Heavily armed Iranian police and military units, as well as paramilitaries, confronted thousands of citizens as they tried to assemble. According to information received by the Campaign, police wielding batons and using water cannons and tear gas injured hundreds. There have been unconfirmed reports of several deaths. One witness told the Campaign she saw a female demonstrator get shot in the neck.
“The arrest of citizens seeking care for wounds suffered at the hands of security forces when they attempted to exercise rights guaranteed under their own constitution and international law is deplorable,” said Hadi Ghaemi, spokesperson for the Campaign. “It can only be taken as a sign of profound disrespect by the state for the well-being of its own people.”
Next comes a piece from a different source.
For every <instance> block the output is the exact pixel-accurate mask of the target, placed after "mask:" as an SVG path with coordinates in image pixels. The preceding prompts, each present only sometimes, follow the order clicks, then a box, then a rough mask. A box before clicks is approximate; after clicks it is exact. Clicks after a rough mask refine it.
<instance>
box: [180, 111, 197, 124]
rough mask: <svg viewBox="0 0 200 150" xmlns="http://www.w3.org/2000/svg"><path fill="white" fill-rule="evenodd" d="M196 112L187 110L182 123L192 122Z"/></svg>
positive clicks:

According to information received by the Campaign, doctors had already been ordered to report protest-related injuries on 19 June.
Fear of arrest in hospitals has left injured protesters, some in serious condition, with no opportunities for treatment, and some have reportedly sought care in foreign embassies.
The Campaign called for a full and transparent accounting of the number of those injured and killed in demonstrations, and appealed to the authorities not to interfere with the work of health-care institutions.
In another development, the Campaign has learned that communications out of Tehran’s Evin prison have been cut off. Evin prison is where many of Iran’s long-term political prisoners and a number of intellectuals, opposition politicians, human rights activists and journalists detained over the past several days are incarcerated.
“Blocking contact with friends and family means that all in Evin are in a virtual state of incommunicado detention, a state that puts them at an intensified risk of torture,” Ghaemi said.